Não deixa de ser curiosa a associação que Luiz Camillo Osório de Almeida faz entre o trabalho de Angelo Venosa e o sublime
Não deixa de ser curiosa a associação que Luiz Camillo Osório de Almeida faz entre o trabalho de Angelo Venosa e o sublime, tampouco sei se Venosa concorda ou não com tal associação – até porque, uma vez parida a obra para o mundo, o artista deixa de ter "direitos" sobre ela... –, mas me incomodou o modo como as duas coisas, o trabalho de Venosa e o sublime, são postas juntas por Camillo. Já no que toca à leitura "romântica" de Venosa, os problemas não são poucos (en passant, não é simplista a definição de romantismo como a oposição entre o sujeito que fundamenta a verdade e o mundo que o seu eu fundamenta: é apenas programática, como programático foi o romantismo; e como toda formulação programática, ela tende a ser "sintética"), em especial se levarmos em consideração as possibilidades de uma atitude romântica nos dias atuais. Como exemplo, o próprio Beuys citado por Camillo (e nisto ele se engana: Beuys era certamente um romântico delirante, como todo alemão que se preza é, mas não um artista vinculado ao sublime) foi uma demonstração, pela negativa, das dificuldades de um projeto romântico. Se a obra de Beuys tem a força que tem, é preciso reconhecer que o seu PROJETO (e.g., todo homem é um artista, etc.) morreu com ele – antes mesmo, com a dissolução do Fluxus. O sucesso de Beuys como artista está na medida inversa de sua proposta política (N.B.: uma política da arte, e o romantismo deve ser entendido desta maneira, como uma política).

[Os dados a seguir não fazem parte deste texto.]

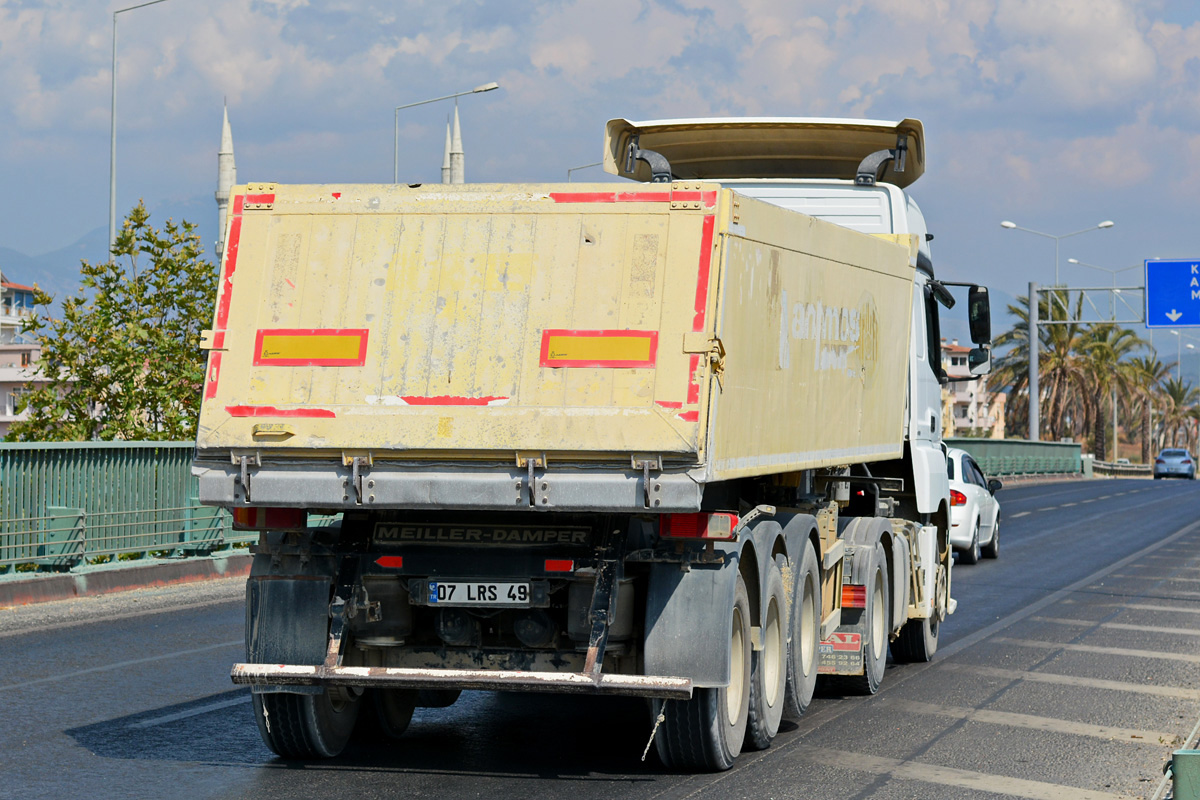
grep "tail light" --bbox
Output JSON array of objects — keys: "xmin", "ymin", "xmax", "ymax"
[
  {"xmin": 233, "ymin": 507, "xmax": 308, "ymax": 530},
  {"xmin": 659, "ymin": 513, "xmax": 738, "ymax": 541},
  {"xmin": 841, "ymin": 583, "xmax": 866, "ymax": 608}
]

Aí está o primeiro senão à leitura romântica de Venosa: o romantismo é antes de tudo uma política da arte. Até que ponto podemos reconhecer na obra em questão uma política? Certamente, Venosa tem uma política para sua obra; mas será sua obra portadora de uma política? Não estou fazendo uma pergunta ingênua: sei perfeitamente que fazer arte, qualquer que seja, já é em si um ato político; aliás, qualquer manifestação nossa de vida é um ato político, na medida em que confronta (impõe...) um projeto de mundo sobre o real. Mas há políticas e políticas: existe uma política que se quer globalizante ou totalizante – como foi a proposta do romantismo – e existe uma política que abre mão da proposta totalizante, como o fez a geração de Venosa. No seu aparente romantismo está a negação do projeto romântico. A obra de Venosa é essencialmente uma obra que visa a interioridade do espectador, não a objetificação do sujeito (melhor dizendo, sua potencialização no real).
O próximo ponto que dificulta o entendimento romântico de Venosa vem na ligação que Camillo faz entre ele e o sublime. O sublime foi um conceito inventado essencialmente pelo romantismo, mas não esgotava o romantismo. O sujeito romântico podia ser identificado com o sublime, mas não necessariamente. É verdade que o trabalho de Venosa não é belo: e a beleza se opunha ao sublime, sendo aquela uma característica "feminina", enquanto o sublime era... "masculino" (! ). (O estudo de Jacques Lecercle sobre o Frankenstein de Mary Shelley e sua "fortuna póstuma" apresenta um dos melhores exemplos recentes de utilização destes conceitos para a arte do séc. XIX de que eu tenha conhecimento). O que diferencia o belo do sublime é a transcendência: o belo é um atributo por demais sensual (sensorial) para se prestar à transcendência. Esta é um atributo do sublime. E aí vem a pergunta: Venosa visa a transcendência? Me parece que não. A despeito de não serem belos, de não se pretenderem um colírio para a retina, e de visarem um efeito de estranhamento, eles são por demais materiais, objetos sensíveis em demasia para produzirem um efeito qualquer de transcendência. São de fato personalizados (como era personalizada a Natureza para os adeptos da teoria do sublime – cf. Turner) mas com uma personalidade do aqui e agora, que não paira, estática e atemporal, como em uma paisagem de Turner: não ameaça o equilíbrio do universo, como em suas tempestades, nem paira impávida como um dos seus pores-de-sol (perdoe-me, Santa Língua Portuguesa).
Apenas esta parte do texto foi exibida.